Marcin et al. [47] introduced a novel method to analyze the walking style of individual wearing different types on shoes. Different 81 individual and 2700 walking periods were used for the analysis and it is assessed that the style of walking changes according to the types of shoes. The system was evaluated based on the database of 81 individual and attained the accuracy of 99%. Khan et al. [48] presented a HGR system in which sequence of video is used for extraction of features. Codebook generation is done in this method and after that; vector is encoded using encoding based on fisher vector. Linear SVM is used for final gait recognition. The presented HGR method is assessed using CASIA-A and TUM GAID databases. In case of CASIA-A the attained accuracy was 100% and in case of TUM GAID the recognition rate was 97.74%. Few other studies also used CASIA-B dataset and showed significant performance [49, 50]. In summary, the above listed techniques are tries to address the problem of HGA under different variations. The main challenge which they were faced is walking style like speed etc. To resolve these issues, few researchers focused on the region of interest detection for features extraction and rest of them passed raw video frames directly for feature extraction.

Proposed methodology

Here, a novel method is proposed for gait recognition using aggregation of deep learning features. The proposed design, as shown in Fig. 3, consists of a series of steps. First, two pre-trained CNN models (AlexNet and VGG16) are retrained on gait datasets using a transfer learning approach, and the features are extracted from the second last Fully Connected Layer (FC7) in each. Second, we select the most discriminant features using the proposed probabilistic approach ENGMwCE. Third, the aggregation of these features is performed using Canonical Correlation Analysis (CCA) and the features are subjected to KELM for final recognition.

Fig. 3
figure 3

The proposed architecture of deep aggregated features in KELM for Human Gait Recognition

Dataset collection

Two datasets are used in this work named CASIA-B [38] and CASIA-A [51]. The CASIA-B is a dataset comprising sample images from an indoor environment. It comprises images with 124 actors, including 93 male and 31 female, and consists of 11 view angles such as 0°–360°. Three variations are considered in this dataset like a normal walk (nm), walk with a bag (bg), and walk with a coat (cl). Each subject records 10 videos–6 videos of a normal walk, 3 videos for a walk with a coat, and 2 videos for a walk with a bag. A subject has three statuses of walking: normal walk (nm), wearing a coat (cl), and carrying a bag (bg). Each video is taken at 25 frames per second (fps), with each having a resolution of 352 × 240 pixels. In this work, we have selected 54° and 90° camera view angles for the evaluation of our work. A few sample frames are shown in Figs. 1 and 2.

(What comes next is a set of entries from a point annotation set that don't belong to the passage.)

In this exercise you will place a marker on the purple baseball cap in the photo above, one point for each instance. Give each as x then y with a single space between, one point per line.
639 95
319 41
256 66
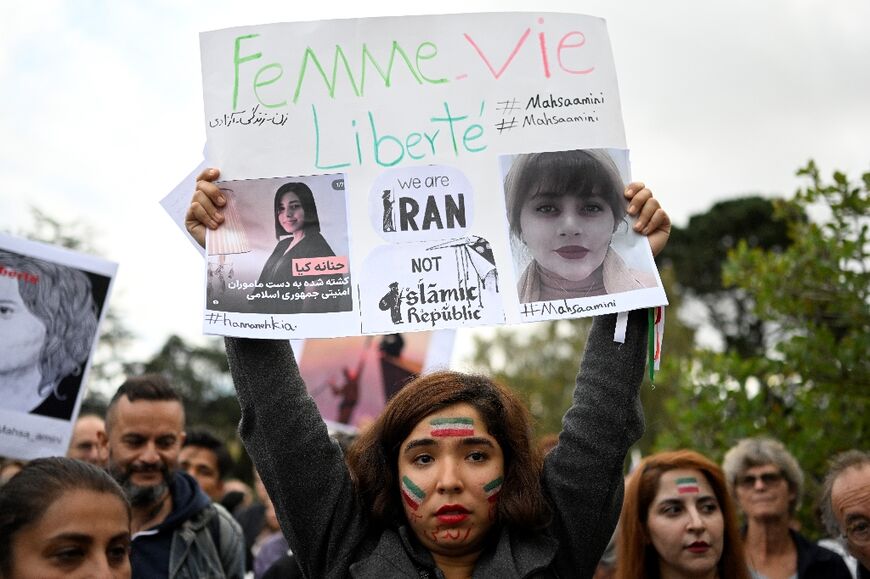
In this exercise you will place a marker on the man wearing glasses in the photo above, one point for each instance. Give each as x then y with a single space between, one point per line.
846 505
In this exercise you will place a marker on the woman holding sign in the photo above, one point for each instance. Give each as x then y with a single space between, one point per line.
297 229
447 481
678 520
563 209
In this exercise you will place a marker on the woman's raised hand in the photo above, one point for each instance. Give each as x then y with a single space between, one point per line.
652 220
204 211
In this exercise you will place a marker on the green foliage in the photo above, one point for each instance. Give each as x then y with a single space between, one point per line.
540 362
810 387
698 251
201 375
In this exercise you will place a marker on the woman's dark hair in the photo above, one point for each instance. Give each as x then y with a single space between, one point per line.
373 459
28 494
579 173
306 198
636 556
61 298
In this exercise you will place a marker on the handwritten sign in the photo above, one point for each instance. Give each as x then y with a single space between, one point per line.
429 146
51 304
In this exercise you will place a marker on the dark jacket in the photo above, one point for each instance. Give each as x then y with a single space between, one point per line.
277 277
197 539
329 530
816 562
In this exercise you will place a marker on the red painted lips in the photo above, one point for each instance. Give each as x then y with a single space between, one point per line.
452 514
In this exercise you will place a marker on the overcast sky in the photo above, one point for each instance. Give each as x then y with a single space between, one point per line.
101 112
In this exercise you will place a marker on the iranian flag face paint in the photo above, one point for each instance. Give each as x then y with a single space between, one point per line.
492 489
687 485
452 427
412 494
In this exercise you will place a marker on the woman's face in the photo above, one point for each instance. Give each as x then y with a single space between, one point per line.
763 493
291 215
685 525
83 533
567 235
22 335
451 471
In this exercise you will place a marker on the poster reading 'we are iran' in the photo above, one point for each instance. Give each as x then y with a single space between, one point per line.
418 173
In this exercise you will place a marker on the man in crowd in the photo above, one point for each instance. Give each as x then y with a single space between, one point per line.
85 442
205 458
177 530
846 505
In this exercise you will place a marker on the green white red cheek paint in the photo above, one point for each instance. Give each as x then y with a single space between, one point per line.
412 494
492 489
459 426
688 484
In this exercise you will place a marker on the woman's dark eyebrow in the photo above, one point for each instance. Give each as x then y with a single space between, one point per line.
83 538
477 441
466 441
420 442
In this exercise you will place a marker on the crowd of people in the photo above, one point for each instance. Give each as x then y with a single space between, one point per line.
446 483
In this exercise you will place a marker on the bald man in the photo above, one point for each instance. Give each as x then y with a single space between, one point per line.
846 505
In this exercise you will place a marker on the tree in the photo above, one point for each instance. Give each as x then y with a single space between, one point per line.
202 377
540 362
809 388
698 251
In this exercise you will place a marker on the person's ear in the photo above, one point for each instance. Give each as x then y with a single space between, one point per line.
103 441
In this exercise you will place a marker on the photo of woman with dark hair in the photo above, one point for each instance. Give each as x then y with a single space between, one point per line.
49 318
564 208
297 229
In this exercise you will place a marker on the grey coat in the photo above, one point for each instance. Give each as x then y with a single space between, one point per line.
330 532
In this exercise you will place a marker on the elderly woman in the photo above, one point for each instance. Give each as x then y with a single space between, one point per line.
767 483
49 320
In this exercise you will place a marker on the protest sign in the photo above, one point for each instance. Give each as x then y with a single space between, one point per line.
51 303
418 173
351 379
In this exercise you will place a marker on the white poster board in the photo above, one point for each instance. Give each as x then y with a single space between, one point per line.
407 133
51 303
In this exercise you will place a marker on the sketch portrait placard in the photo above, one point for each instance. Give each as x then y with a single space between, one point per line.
51 304
423 119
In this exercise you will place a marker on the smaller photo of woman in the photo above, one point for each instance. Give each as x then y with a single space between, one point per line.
570 236
283 248
49 313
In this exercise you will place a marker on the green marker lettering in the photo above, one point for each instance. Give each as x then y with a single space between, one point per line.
237 61
258 83
428 56
317 145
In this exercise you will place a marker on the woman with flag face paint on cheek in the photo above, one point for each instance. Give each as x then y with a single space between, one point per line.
447 482
678 520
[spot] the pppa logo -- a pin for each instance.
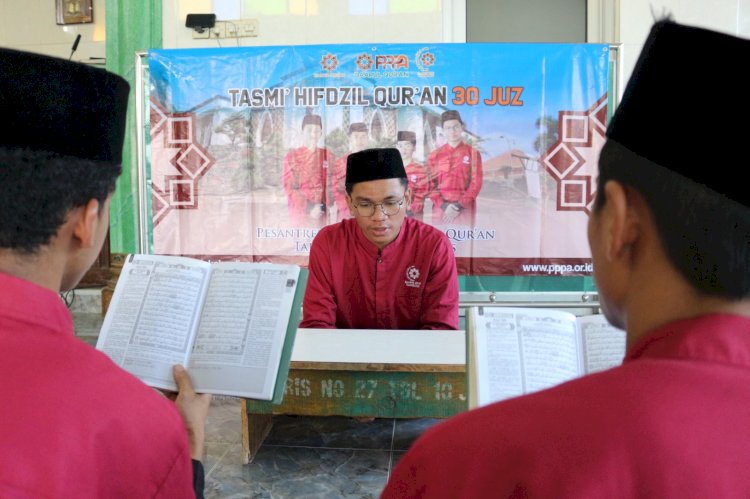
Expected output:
(364, 62)
(329, 62)
(424, 59)
(412, 274)
(391, 62)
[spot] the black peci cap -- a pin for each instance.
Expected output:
(374, 164)
(357, 127)
(681, 106)
(68, 108)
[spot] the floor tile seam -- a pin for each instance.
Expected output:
(282, 446)
(218, 461)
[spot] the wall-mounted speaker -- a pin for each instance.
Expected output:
(200, 22)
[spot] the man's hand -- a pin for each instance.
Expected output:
(194, 410)
(450, 213)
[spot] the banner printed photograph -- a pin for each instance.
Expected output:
(500, 141)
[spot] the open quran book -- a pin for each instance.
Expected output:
(515, 351)
(232, 324)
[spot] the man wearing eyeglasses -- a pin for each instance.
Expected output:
(380, 269)
(457, 172)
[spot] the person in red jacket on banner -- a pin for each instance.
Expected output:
(358, 138)
(670, 242)
(380, 269)
(74, 424)
(305, 175)
(456, 169)
(416, 173)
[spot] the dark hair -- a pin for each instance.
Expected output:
(706, 235)
(349, 186)
(38, 189)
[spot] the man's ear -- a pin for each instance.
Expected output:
(88, 221)
(624, 225)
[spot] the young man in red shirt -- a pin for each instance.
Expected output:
(380, 269)
(670, 241)
(74, 424)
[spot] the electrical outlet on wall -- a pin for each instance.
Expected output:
(229, 29)
(249, 27)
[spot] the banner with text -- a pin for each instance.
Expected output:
(248, 146)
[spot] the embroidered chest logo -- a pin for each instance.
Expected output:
(412, 274)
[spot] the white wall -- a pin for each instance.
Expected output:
(632, 21)
(31, 25)
(306, 22)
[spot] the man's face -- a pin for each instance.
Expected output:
(357, 141)
(379, 228)
(312, 135)
(406, 148)
(85, 257)
(452, 130)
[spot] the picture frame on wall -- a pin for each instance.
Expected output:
(74, 11)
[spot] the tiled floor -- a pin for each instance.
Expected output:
(302, 457)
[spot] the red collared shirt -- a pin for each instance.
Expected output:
(73, 424)
(672, 421)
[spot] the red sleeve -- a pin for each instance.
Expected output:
(440, 301)
(475, 184)
(319, 304)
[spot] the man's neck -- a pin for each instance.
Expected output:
(37, 268)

The CASIA-A dataset consists of a total of 240 video sequences. Twenty subjects are involved in this dataset, and each subject records 12 videos in three different directions like parallel, 45°, and 90°, respectively. The length of each video in this dataset is based on the subject walking speed.

Convolutional neural network (CNN)

Deep learning shows a huge interest in computer vision research due to improved classification performance [52]. CNN is a deep learning architecture, which consists of several layers (input, hidden, and output). It was functional in many industrial applications like visual surveillance and biometrics [53,54,55]. CNN builds the graphical view of the mechanism of the individual, which can perform supervised learning as well as unsupervised learning. The kernel parameters of a convolutional layer are connected with hidden layers that later enables the CNN into a smaller weight for learning. Features are extracted automatically from these layers without using any preprocessing step. A simple CNN design consists of various layers and the first layer is the input layer. After the input layer, the convolutional layer is added to perform the convolutional operation. The convolutional operation is based on the convolutional kernel defined by \( k_{1} \times a \) and stride \( s_{1} \times s_{2} \). Mathematically, the convolution operation is defined by Eq. (1):

$$ \psi_{l}^{n} = \phi \left( {W_{l}^{i} \otimes h_{{\left( {x,y} \right)}} + \beta_{l}^{i} } \right) , $$
(1)

where, \( \psi_{l}^{n} \) is the size of the convolutional layer of dimension \( k \times M - k_{1} - N - a \) and \( \otimes \) denotes convolutional operation, \( \phi \left( . \right) \) denotes activation function, \( h_{{\left( {x,y} \right)}} \) represent input, \( W_{l}^{i} \) represent weights matrix, and \( \beta^{i} ) \) denotes the bias matrix, respectively. The weights and bias are updated after the addition of another convolutional layer. Mathematically, the update in weights and bias are defined by Eqs. (2) and (3):

$$ W_{l}^{i + 1} = \frac{ - r}{q}W_{l}^{i} - \frac{r}{n}\left( {\frac{\partial F}{{\partial W_{l}^{i} }}} \right) + mW_{l}^{i} , $$
(2)
$$ \beta_{l}^{i + 1} = \frac{r}{n}\left( {\frac{\partial F}{{\partial \beta_{l}^{i} }}} \right) + \beta_{l}^{i} , $$
(3)

where, \( W_{l}^{i + 1} \) represent updated weight matrix, \( \beta_{l}^{i + 1} \) represent updated bias matrix, \( r \) represent learning rate, and \( {\text{F}} \) represents fitness function. In this layer, initially defined a filter size of dimension \( n \times k \) and normally its value is 3. The kernel size is \( 3 \times 3 \) and number of channels are 32. The other parameters which are involves in this layer are learning factor and learning rate.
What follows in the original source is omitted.